Any change involves feelings of loss and of grief.  It is part of why change is so hard.  Part of what I need to keep telling myself that what is changing is my lifestyle – not the essence of who I am.  (And please tell that to the congregants who can freak out with any minor change to their liturgy. )
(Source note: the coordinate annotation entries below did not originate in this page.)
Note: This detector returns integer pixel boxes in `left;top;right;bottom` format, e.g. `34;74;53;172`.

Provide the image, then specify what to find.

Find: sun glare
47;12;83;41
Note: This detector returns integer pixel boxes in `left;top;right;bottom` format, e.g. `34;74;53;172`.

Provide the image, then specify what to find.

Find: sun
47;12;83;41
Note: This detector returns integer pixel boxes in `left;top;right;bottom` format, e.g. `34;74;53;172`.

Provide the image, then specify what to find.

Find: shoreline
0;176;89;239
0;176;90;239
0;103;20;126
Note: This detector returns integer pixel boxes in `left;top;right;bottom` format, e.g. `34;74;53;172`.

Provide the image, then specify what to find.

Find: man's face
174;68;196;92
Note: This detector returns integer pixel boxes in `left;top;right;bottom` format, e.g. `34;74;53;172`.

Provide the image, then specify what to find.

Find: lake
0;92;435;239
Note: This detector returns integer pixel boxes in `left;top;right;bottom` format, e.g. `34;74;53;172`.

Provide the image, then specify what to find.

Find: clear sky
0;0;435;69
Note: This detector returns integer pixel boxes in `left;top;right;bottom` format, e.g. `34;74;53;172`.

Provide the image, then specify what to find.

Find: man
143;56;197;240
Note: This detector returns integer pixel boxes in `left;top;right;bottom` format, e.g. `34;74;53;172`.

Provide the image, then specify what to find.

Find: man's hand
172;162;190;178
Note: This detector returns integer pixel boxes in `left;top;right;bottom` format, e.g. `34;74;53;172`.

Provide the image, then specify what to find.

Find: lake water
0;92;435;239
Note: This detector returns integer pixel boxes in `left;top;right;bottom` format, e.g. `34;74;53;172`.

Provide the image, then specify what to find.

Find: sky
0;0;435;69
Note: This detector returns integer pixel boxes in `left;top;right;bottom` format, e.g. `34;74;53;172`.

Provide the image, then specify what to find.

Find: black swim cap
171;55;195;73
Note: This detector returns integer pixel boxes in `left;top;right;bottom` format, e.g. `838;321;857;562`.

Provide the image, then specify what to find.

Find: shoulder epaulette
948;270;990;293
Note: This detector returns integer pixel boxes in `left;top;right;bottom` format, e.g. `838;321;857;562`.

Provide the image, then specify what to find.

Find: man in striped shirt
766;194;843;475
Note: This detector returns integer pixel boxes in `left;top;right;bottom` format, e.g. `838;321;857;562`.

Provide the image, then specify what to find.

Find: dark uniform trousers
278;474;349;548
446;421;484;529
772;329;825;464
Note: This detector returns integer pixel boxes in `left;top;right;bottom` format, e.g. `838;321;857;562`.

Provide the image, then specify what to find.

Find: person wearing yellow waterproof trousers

Two poems from years past about being a large woman:

Taking Up Space (2004)

I am a large woman

And I need some space.

The world is not big enough

Sometimes.

Sharp elbows jutting, jabbing

The smaller people

Push by with impatience.

Their looks of disgust

Try to cut me down to size.

I don’t feel crowded

By other fat people,

Even in a small space.

Our round bodies bump

Pleasantly together

With a jiggling, Jello-pudding ease.

Comfortable.

Earth mother goddess,

Welcoming, warm, and wise.

Ah.

Funny how someone so big

Can feel so invisible.

Yes, EXTRA large

Is way too small.

Really.

I don’t want to feel small

Simply because I am

What someone else thinks is

Way too big.

I am a large woman

And I need some space.

I want to grow larger still

Spirit filling my body  – and more

Flowing out, around.

Free.

Divine spirit,

Larger than all imagination,

Teach us how to bump more gently

Into one another.

May our spirits flow

Around the sharp edges,

Around the rude elbows

That jab us apart.

We are large souls

And we need some space

To be

Together.

 

A Larger Ministry (2014)

I am a large woman

It is a good thing.

As a minister

My shoulders must be wide

When people need them

To absorb their tears.

My arms must open up

To create a safe space

To hold the fearful

Close to my body

In a strong embrace.

If I could only be

Even larger

My giant heart

Might beat a rhythm

Loud enough

Just loud enough

To teach this hurting world

The joy of the dance.

 

No matter what size we are in body, may our spirits be as large as the infinite universe.

 

 

My Daily Bread (Week 1)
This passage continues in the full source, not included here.